Meinung: Digitalisierung IV

Ohne Kompromisse geht gar nichts

23. Juli 2015
von Börsenblatt
Die Urheberrechtsdiskussion muss die wirtschaftliche und politische Realität im Blick behalten. Von Tilman Lüder, Leiter des Referats Urheberrecht bei der Europäischen Kommission.
Das ideale Urheberrecht gibt es nicht. Gesetzgebung auf diesem Gebiet beruht, wie in vielen Bereichen auch, auf Kompromissen. Wer keine Kompromisse eingehen kann wird nie erfolgreich ein Gesetz verabschieden.

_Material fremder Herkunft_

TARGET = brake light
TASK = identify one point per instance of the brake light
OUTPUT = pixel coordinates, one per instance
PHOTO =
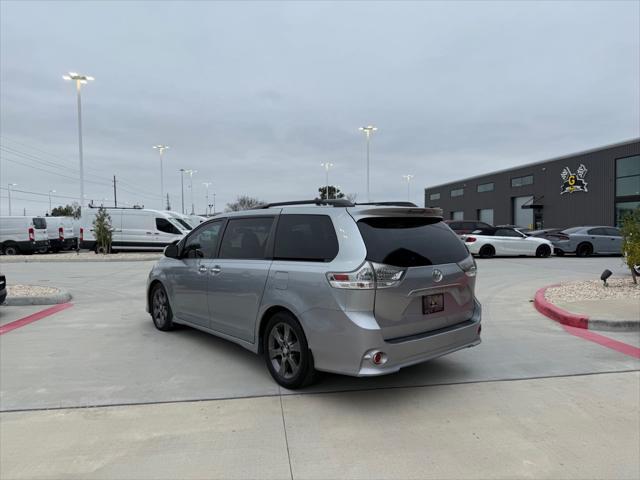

Unsere Legislativarbeit wird in Deutschlands Hochschulen oft kritisiert. Vielfach wird uns vorgeworfen, wir regulierten zu sehr im Interesse der Industrien. Dabei käme der Urheber oder der Künstler zu kurz. Dieser Streit hat sich erneut am Projekt der Schutzdauer für Tonträger entzündet. Natürlich wäre es eine tolle Initiative aus Sicht der Künstler, deren Schutzrechte und Vergütungsansprüche von derzeit 50 Jahren auf Lebenszeit aufzustocken. Damit würden Musiker ein ganzes Leben lang Geld aus den gesetzlichen Vergütungsansprüchen erhalten. Die Plattenfirmen gingen leer aus.  
Aber wäre dieser Vorschlag konsensfähig? Glauben die Akademiker wirklich, dass eine reine Künstlerinitiative in der Praxis umsetzbar wäre?  
Nach sorgfältiger Folgenabschätzung war uns das Risiko zu groß. Ein Vorschlag, der die Schutzdauer für den Künstler anhebt, nicht aber jene für den Hersteller hätte zu einer Zersplitterung des bislang einheitlichen Leistungsschutzrechtes geführt. Bei der Wahrnehmung und der Durchsetzung der Rechte hätte eine Aufsplittung der Schutzrechte zu Komplikationen und zu Durchsetzungsdefiziten geführt.
Also eine pragmatische Entscheidung: die Schutzdauer wird einheitlich für Künstler und Produzenten angehoben. Dieses pragmatische Vorgehen sollte uns nicht den Vorwurf der Parteilichkeit oder Lobbyhörigkeit einbringen. Keiner der Beteiligten hat für seine Arbeit an diesem Projekt Geschenke oder andere Vergünstigungen erhalten. Unser Ziel ist es, mit einer Künstlerinitiative Erfolg zu haben. Deshalb müssen wir den Vorschlag in wirtschaftlicher und politischer Realität verankern.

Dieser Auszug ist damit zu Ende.